Chest X-ray showing right upper lobe consolidation with bilateral pleural effusion and cardiomegaly (A). Modified acid-fast staining of sputum showing Gram-positive branching filaments suggestive of Nocardia spp (B)
Discussion
Nocardiosis is an uncommon Gram–positive bacterial infection caused by saprophytic aerobic actinomycetes in the genus Nocardia. Seven species have been associated with human disease. N. asteroides is responsible for approximately 70% of infections caused by these organisms. 1 The incidence of nocardiosis in AIDS is 0.2–1.8%. 2 The lung is the primary site of nocardial infection in more than two-thirds of cases. 3
The onset of pulmonary nocardiosis may be acute, subacute or chronic and is not distinguished by any specific signs or symptoms.
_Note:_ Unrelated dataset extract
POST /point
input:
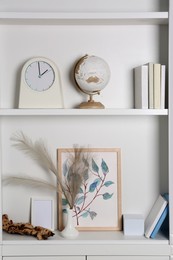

Fever, night sweats, fatigue, anorexia, weight loss, dyspnoea, cough, haemoptysis and pleuritic chest pain have all been described. 3,4 The involvement of the pericardium is uncommon and the presence of pericarditis carries a poor prognosis. 5
Radiographic findings are variable and non-specific. Consolidation and large irregular nodules, often cavitary, are common. Interstitial infiltrates, reticulonodular infiltrates and pleural effusion also occurs. 6
Diagnosis of this infection is important and can be achieved by identifying the Nocardia using a variety of methods including Gram stain, modified AFB stain and culture. The Gram stain shows thin filamentous, branching Gram-positive bacilli, which, along with a positive modified AFB stain, supports a preliminary identification of Nocardia spp. A definitive diagnosis of nocardiosis requires the isolation and identification of the organism from a clinical specimen. Nocardia in routine aerobic cultures usually require 5–21 days for growth. 3
N. asteroides is typically susceptible to TMP-SMX, third generation cephalosporins, amikacin and carbapenems. TMP-SMX is considered the standard therapy for nocardiosis and is recommended for at least 12 months in immunocompromised patients. Severe nocardiosis (a life-threatening pulmonary or disseminated disease) in immunocompromised patients should be treated with at least two active agents against Nocardia (TMP-SMX, ceftriaxone, amikacin or others). 4
When there is lung and pericardial involvement, the most common diagnosis entertained, particularly in HIV-infected individuals, is TB. However, as shown in this case other aetiologies such as nocardiosis may need to be considered particularly if atypical features are present. The important clinical indication in our case was of neutrophilic pericardial and pleural fluid without a major elevation in fluid WBC, which should probably make one suspect such organisms particularly when the initial cultures are negative. It is important to ask the microbiologist to incubate the cultures for a longer period.